Not All ‘Good’ Cholesterol Is Good, Study Says

For almost 52 million Americans with high cholesterol, the complex causes of heart disease were long ago reduced to a simple formula of good cholesterol and bad cholesterol. The higher the ratio of good cholesterol to bad cholesterol, the greater the chances of staying healthy.

Now experiments with genetically engineered mice show that some high-density lipoproteins--the so-called good HDL cholesterol long thought to prevent heart disease--may cause it.

Researchers at UCLA have demonstrated that mice with high levels of a common HDL are more likely to develop atherosclerosis than normal mice.

Even mice on a low-fat diet had a higher incidence of heart disease if that specific HDL protein was present, the researchers determined.

Their finding, published today in the journal Science, calls into question the growing consensus among medical professionals that HDL is a key defense against coronary artery disease, which kills 500,000 Americans every year. It leaves many health-conscious people where they started when the cholesterol debate began: trying to decide how much of what is too much.

“What this study shows is that HDL proteins are not all alike,” said medical geneticist Aldons Lusis, one of five UCLA scientists who conducted the research, sponsored by the National Institutes of Health.

“Some may protect against atherosclerosis and some may not. Some may be associated with increased risk,” he said.

“This is probably something people don’t want to hear because it means that it all is more complicated and not so straightforward,” he said.

Cholesterol, a natural substance found in all body cells, is carried through the bloodstream in protein capsules. If it accumulates along artery walls, it can constrict the flow of blood and heighten the probability of a heart attack.

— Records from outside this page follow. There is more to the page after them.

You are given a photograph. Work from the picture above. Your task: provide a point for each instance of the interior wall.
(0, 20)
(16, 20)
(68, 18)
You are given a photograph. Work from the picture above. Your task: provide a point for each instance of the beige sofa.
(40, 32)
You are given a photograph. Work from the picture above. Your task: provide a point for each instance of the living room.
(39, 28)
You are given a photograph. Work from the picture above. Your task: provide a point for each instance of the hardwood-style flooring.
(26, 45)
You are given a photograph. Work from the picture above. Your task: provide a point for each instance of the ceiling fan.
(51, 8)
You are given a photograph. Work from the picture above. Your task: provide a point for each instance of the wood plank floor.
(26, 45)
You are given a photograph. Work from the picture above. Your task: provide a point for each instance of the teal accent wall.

Low-density lipoproteins (LDL) carry cholesterol from the liver throughout the body. High LDL levels are regarded as a major risk factor for heart disease.

HDL proteins remove excess cholesterol from the bloodstream and carry it to the liver, where it is removed. Low levels of HDL have been associated with high risk of atherosclerosis.

In the effort to combat heart disease, HDL cholesterol has recently attracted considerable attention.

Earlier this year, a panel of experts convened by the National Heart, Lung and Blood Institute urged physicians to test for HDL as a “negative” risk factor that would reduce the chances of developing heart disease.

The National Cholesterol Education Program in June urged doctors treating patients with high cholesterol to select medications that raise HDL levels. Many popular drugs prescribed to treat high cholesterol benefit in part from their ability to increase levels of HDL blood proteins.

Several groups have been experimenting with synthetic HDL proteins in the hope that they can come up with an effective treatment for heart patients.

Some researchers even speculated that moderate drinking, which some studies suggest appears to reduce coronary disease, owed its beneficial effect to the ability of ethyl alcohol to increase levels of HDL in the bloodstream.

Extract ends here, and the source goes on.